Craver was born in Rensselaer County,
New York on March 6, 1801, and resided in the Craver farmhouse his entire
life. By 1830 Craver, had married and together
with his wife Catharine, had two daughters, Almira and Emily, who grew up on
the Craver Farmstead. By 1855, New York
State Census records indicate that Craver was the 54-year-old head of a six-member family. On April 3, 1855, during
the first annual Clinton (now East Greenbush) Town Meeting, held at the home of
William R. DeFreest, Craver was elected as an "Overseer of the Poor".

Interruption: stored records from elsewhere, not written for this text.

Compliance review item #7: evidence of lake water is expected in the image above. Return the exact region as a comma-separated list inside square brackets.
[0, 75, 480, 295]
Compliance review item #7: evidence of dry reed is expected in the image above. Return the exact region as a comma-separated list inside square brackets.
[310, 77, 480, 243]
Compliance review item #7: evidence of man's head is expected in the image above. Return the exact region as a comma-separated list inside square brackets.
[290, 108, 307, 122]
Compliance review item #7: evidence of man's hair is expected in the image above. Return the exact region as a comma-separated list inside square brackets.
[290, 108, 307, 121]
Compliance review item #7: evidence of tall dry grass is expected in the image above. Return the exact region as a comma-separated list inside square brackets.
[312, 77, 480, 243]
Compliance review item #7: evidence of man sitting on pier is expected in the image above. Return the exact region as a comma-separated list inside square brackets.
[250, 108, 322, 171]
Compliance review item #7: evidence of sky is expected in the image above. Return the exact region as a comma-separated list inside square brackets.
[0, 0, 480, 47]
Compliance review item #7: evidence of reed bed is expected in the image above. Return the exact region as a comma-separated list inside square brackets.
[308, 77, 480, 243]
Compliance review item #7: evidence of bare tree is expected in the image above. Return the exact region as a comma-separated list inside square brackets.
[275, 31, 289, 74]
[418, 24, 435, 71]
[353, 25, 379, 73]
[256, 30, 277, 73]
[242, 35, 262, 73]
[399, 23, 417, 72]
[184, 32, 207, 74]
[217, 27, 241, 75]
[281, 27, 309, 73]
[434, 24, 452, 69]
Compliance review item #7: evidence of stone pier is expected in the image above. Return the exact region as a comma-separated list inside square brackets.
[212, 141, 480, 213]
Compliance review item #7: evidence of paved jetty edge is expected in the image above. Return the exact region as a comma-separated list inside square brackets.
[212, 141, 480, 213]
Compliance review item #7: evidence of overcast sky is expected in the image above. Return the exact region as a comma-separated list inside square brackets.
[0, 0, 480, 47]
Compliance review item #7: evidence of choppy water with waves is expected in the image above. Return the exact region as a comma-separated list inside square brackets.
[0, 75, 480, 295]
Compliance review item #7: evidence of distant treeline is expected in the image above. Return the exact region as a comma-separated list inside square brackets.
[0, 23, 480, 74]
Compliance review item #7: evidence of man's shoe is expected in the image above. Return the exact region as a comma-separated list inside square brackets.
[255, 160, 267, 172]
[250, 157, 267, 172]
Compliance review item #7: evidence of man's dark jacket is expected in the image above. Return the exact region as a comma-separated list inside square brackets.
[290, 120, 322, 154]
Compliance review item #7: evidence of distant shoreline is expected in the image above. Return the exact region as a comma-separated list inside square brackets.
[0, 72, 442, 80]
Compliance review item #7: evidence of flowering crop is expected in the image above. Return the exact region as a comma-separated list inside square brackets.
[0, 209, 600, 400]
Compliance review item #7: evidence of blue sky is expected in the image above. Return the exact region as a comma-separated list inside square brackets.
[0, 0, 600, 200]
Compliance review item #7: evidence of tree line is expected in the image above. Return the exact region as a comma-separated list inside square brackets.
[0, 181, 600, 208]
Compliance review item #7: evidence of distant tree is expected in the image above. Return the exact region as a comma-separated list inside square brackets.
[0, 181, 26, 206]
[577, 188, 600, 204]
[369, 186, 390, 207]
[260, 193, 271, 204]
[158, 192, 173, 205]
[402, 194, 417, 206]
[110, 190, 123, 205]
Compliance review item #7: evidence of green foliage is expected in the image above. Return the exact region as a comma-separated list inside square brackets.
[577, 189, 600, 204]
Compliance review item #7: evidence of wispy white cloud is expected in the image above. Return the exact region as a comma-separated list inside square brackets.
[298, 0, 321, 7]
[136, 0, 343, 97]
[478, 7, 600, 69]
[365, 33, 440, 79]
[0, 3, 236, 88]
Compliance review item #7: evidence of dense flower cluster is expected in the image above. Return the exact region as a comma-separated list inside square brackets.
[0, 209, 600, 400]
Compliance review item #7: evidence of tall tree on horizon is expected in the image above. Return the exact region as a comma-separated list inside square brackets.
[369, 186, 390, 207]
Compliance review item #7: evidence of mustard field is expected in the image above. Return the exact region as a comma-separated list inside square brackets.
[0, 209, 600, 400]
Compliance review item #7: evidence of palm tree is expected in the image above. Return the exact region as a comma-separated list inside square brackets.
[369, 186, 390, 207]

Overseers of the Poor were
responsible for assisting people in need, supervising admissions to the Poor House, and
certifying that freed slaves were
capable of caring for themselves.

By 1875,
Craver was a widower, 74 years old, and farmed 112 acres, 90 of which were
improved, 29 plowed, 24 pasture, and 20 meadow.
Craver produced hay, oats, rye, corn and potatoes. He cultivated 150 apple and 100 pear trees
(the descendants of which are in evidence today) and strawberries. He raised
livestock, including cattle, horses, poultry and pigs. Craver Farmstead produce
included butter, eggs, pork, and cider.
In 1874, on only 90 acres of improved farmland, Craver had grown 16
acres of oats, 4 of Indian corn, 16 of winter rye, and 8 of potatoes, which
yielded 400 bushels of oats, 75 of corn, 190 of rye, and 750 of potatoes. His 24 acres of pasture accounted for 50 tons
of hay. Additionally, 150 apple and 100 pear trees yielded 200 and 30 bushels
of fruit, respectively. Farm production included 500 pounds of butter, 400
gallons of milk, 1200 pounds of pork, 8 barrels of cider, and $15 worth of eggs
sold. Craver valued his farm at $12000, and the farmstead at $1500. Additional
children included Albus, Sylvester, Caroline, Catherine, and Elizabeth. Upon
John W. Craver's death on January IS, 1888, intestate, ownership of the Craver
farmstead was assumed by Albus, who, on March 6, 1896, passed the property on
to his son, Irwin Craver. On April 15, 1929, Irwin died, and willed the property
to his surviving wife, Cylvie A. Craver, who sold the Craver farmstead and
acreage in 1942.

The Craver Farmstead was accepted for listing on the National Register of Historic Places in 1996.